On China’s efforts to exert political control on UK campuses, the report explains that academics, institutions and students had been pressured into not talking about the “Five Poisons” – Taiwanese independence, Tibetan independence, Xinjiang separatists, the Chinese democracy movement and the Falun Gong. Meanwhile, China sought to push the positive narrative presented by the Chinese Communist Party.

With an estimated 120,000 Chinese students in the UK, generating about £600 million in student fees, China could rely on this “leverage” to inhibit free discussion of issues relating to China, says the report, which drew on classified materials as well as testimony from security chiefs, China experts and university leaders.

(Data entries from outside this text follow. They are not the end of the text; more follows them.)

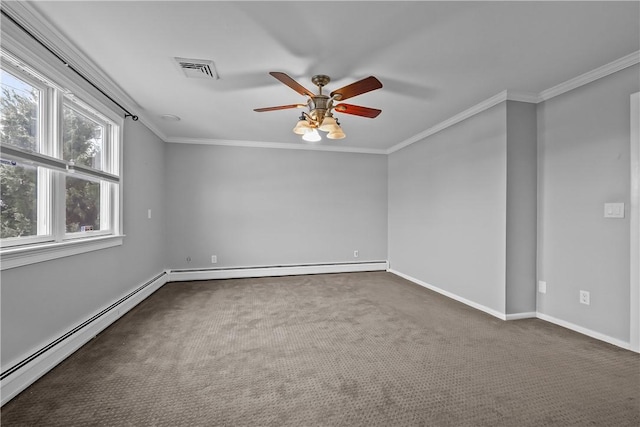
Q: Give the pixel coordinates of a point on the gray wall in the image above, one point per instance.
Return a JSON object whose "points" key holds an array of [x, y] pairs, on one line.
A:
{"points": [[521, 207], [260, 206], [42, 301], [583, 138], [447, 209]]}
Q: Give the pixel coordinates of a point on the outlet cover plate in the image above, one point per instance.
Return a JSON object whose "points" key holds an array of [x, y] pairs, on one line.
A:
{"points": [[585, 298]]}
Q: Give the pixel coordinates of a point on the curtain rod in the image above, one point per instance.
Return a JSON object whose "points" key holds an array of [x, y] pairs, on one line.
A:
{"points": [[69, 66]]}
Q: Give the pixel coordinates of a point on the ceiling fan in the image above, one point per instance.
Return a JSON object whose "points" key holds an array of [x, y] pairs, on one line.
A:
{"points": [[321, 106]]}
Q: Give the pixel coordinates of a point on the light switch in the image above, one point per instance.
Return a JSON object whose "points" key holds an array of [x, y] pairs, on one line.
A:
{"points": [[614, 210]]}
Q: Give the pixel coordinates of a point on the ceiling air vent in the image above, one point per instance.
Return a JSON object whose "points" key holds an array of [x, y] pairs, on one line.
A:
{"points": [[197, 68]]}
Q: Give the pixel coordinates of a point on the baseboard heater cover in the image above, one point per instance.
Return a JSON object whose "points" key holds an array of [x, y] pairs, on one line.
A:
{"points": [[81, 333], [275, 270]]}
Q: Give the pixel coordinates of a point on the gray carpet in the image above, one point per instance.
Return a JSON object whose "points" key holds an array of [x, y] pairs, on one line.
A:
{"points": [[358, 349]]}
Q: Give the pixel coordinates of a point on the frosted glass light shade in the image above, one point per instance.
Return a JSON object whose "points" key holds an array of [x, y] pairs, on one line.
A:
{"points": [[312, 136], [329, 124], [336, 134], [302, 127]]}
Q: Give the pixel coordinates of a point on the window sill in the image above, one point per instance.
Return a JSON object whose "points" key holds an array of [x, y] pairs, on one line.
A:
{"points": [[25, 255]]}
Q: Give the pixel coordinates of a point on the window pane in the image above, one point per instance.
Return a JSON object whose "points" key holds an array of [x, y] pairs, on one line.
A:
{"points": [[83, 205], [19, 112], [82, 139], [18, 199]]}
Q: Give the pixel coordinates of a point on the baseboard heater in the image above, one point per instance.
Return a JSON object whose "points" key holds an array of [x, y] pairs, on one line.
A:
{"points": [[274, 270], [79, 328]]}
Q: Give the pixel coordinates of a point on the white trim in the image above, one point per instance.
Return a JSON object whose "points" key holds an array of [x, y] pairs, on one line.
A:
{"points": [[277, 145], [590, 76], [508, 95], [583, 331], [453, 296], [505, 95], [270, 271], [634, 219], [43, 363], [470, 112], [524, 315], [19, 256]]}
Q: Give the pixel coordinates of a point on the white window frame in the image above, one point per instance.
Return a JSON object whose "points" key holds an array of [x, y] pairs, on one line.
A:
{"points": [[57, 243]]}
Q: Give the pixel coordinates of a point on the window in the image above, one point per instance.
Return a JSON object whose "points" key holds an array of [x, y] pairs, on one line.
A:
{"points": [[59, 169]]}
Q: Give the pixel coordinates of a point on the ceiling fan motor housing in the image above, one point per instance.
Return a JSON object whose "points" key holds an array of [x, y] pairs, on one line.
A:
{"points": [[318, 106]]}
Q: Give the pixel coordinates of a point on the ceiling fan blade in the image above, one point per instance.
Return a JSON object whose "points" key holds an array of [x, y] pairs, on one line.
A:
{"points": [[279, 107], [357, 110], [292, 83], [357, 88]]}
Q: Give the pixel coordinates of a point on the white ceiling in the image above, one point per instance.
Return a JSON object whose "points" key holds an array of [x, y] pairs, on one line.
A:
{"points": [[435, 59]]}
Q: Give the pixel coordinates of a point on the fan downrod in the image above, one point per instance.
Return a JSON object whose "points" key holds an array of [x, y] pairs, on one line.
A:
{"points": [[320, 80]]}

In other cases, academics and university leaders had faced direct threats for criticising China, it adds. Sir Simon Gass, chair of the Joint Intelligence Committee, told the committee’s inquiry that he knew of “examples of intimidation…sometimes with the vice-chancellor getting a phone call, sometimes at student body level, to try to discourage universities from allowing speakers on issues like Tibet or Xinjiang”. Lord Patten, chancellor of the University of Oxford, told a parliamentary committee that he had received a call from the Chinese ambassador two days after the Dalai Lama was invited to speak at Oxford by its Buddhist Society, in which they described the invitation as a “disgraceful insult” to China.

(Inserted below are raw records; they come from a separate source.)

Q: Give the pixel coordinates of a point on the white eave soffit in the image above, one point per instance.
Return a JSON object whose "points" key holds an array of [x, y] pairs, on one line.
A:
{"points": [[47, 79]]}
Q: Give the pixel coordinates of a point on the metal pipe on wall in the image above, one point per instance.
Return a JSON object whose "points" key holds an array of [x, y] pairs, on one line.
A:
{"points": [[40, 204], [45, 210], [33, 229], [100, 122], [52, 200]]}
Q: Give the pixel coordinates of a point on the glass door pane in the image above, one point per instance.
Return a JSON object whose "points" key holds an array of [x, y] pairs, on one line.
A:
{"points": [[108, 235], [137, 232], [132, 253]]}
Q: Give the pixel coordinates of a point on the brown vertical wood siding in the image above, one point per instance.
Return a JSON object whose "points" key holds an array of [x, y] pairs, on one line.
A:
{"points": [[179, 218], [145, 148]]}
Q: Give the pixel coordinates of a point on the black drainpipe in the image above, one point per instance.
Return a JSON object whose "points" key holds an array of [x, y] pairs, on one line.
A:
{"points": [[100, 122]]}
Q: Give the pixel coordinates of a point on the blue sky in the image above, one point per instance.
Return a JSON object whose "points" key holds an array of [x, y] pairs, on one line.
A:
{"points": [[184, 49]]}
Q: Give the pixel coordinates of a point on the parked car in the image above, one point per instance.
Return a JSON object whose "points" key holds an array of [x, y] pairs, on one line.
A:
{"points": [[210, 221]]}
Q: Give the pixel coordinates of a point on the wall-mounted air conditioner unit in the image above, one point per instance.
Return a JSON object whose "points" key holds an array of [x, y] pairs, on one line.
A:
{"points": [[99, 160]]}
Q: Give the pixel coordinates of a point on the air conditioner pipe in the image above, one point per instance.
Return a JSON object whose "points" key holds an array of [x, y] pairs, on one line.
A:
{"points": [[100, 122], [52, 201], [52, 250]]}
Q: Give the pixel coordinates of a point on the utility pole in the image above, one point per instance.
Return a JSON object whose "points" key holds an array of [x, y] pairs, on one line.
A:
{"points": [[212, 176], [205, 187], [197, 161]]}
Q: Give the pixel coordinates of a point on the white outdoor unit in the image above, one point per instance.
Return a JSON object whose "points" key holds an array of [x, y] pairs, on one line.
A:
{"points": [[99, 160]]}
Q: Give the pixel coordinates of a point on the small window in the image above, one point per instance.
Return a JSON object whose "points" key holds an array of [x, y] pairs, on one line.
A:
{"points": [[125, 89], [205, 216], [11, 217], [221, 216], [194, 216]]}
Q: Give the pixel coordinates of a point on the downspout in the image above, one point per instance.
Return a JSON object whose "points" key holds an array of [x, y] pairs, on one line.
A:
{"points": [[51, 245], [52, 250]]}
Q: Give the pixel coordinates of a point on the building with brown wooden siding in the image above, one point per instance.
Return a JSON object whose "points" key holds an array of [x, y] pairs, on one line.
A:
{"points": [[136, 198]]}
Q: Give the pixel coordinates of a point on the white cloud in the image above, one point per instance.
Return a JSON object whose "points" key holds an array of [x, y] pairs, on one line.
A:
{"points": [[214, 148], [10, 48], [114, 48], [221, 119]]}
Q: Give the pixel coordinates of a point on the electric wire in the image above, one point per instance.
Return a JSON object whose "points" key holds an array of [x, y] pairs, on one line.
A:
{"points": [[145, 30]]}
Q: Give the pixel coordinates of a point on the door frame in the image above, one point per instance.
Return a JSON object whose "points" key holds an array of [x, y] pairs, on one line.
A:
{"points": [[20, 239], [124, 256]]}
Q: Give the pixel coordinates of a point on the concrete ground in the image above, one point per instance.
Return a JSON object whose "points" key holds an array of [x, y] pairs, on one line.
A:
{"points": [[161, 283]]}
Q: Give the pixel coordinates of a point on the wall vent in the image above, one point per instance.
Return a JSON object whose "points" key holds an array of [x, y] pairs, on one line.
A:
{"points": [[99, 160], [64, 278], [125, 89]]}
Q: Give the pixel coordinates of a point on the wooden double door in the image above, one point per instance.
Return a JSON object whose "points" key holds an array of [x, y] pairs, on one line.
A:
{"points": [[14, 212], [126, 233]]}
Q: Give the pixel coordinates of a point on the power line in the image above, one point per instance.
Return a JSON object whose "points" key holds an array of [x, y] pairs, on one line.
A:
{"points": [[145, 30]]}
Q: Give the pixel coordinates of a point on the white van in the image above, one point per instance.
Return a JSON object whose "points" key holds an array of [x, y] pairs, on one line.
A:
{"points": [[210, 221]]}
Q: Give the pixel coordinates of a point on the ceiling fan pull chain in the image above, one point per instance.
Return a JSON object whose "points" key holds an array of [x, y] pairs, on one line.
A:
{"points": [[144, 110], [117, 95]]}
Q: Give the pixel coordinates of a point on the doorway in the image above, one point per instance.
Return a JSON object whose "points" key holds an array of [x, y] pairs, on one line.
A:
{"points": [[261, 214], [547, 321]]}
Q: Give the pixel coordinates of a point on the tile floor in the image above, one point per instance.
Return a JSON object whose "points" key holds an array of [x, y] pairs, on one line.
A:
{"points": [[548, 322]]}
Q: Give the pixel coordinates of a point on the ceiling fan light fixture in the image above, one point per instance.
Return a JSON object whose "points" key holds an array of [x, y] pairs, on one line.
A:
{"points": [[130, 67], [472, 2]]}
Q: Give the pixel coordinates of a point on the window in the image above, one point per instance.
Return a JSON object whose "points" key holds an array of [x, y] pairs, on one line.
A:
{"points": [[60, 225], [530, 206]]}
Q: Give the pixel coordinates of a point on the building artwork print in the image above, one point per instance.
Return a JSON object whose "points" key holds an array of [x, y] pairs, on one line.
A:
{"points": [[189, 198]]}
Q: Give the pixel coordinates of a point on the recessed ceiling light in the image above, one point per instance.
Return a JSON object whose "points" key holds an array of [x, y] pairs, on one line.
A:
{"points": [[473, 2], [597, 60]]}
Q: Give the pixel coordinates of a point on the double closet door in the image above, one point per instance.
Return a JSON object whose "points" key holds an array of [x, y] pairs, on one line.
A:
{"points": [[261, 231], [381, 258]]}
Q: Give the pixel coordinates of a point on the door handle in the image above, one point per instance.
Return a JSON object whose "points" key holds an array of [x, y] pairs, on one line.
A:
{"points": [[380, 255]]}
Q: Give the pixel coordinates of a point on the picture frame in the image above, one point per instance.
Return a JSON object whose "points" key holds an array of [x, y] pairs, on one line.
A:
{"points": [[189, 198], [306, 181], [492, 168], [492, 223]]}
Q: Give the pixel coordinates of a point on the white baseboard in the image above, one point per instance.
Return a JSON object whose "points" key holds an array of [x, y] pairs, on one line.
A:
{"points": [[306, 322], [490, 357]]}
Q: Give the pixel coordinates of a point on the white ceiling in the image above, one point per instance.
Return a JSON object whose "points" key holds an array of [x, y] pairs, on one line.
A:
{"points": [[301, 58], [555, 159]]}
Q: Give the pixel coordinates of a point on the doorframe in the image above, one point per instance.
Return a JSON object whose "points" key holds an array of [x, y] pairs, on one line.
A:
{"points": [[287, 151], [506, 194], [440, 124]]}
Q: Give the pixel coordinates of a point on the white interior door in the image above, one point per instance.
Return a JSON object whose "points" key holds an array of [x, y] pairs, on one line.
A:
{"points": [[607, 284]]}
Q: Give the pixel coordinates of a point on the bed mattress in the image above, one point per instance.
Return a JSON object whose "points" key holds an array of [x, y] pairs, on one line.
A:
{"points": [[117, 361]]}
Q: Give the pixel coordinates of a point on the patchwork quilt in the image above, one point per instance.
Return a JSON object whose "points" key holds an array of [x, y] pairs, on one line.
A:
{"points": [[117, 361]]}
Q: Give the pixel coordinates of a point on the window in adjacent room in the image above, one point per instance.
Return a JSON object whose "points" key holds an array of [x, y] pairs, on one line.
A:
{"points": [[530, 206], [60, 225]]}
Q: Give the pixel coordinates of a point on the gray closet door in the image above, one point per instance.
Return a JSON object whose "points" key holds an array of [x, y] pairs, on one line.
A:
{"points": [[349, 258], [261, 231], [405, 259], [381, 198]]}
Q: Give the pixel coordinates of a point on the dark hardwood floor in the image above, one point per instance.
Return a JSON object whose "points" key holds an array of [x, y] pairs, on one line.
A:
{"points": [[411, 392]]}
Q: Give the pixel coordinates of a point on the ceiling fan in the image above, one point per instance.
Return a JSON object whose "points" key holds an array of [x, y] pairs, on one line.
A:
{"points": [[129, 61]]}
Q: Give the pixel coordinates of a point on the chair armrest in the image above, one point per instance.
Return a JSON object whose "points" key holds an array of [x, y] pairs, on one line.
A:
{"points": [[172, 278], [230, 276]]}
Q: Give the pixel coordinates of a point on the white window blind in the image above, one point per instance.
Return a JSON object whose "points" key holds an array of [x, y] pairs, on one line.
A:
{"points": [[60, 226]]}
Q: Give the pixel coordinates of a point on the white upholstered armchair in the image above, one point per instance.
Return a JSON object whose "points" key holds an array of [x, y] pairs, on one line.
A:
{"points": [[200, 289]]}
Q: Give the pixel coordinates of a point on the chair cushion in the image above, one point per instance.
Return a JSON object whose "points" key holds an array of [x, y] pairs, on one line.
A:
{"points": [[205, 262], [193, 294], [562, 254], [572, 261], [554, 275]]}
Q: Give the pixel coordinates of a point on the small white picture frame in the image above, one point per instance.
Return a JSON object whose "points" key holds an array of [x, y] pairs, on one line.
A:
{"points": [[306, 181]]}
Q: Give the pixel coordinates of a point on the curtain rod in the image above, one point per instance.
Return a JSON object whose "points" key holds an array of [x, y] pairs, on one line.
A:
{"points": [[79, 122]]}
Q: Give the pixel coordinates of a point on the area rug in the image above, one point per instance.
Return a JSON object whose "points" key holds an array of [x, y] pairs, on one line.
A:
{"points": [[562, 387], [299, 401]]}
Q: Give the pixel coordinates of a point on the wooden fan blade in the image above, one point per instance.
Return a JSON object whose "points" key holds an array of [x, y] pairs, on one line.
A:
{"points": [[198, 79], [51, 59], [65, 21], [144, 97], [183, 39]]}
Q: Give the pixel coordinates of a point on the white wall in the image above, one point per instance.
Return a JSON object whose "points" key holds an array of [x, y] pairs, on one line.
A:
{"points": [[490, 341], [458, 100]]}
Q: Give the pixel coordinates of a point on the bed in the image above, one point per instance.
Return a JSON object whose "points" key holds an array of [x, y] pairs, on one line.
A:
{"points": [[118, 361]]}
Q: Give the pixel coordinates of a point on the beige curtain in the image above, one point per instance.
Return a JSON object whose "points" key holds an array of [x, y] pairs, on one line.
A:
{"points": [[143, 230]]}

Students from China who criticised human rights abuses had also been directly targeted, says the report. It highlighted a Times story in November 2019 in which a Chinese student pictured holding a sign in support of Hong Kong student protesters was photographed at Edinburgh Airport while escorting his elderly mother on to a flight to the city of Chengdu. That image was posted on the social media network Weibo – alongside the flight number and the message “Brothers of Chengdu – beat him to death”, with the post shared 10,000 times.

On the threat posed by China, there is a “dawning recognition” among many academic institutions that Chinese interference and meddling is a problem, but government departments are less alive to these risks, says the committee.

It has “still not seen any detail as to what action [departments] planned to tackle [these risks] – which reinforces our concern that policy departments are not taking [this risk] sufficiently seriously.”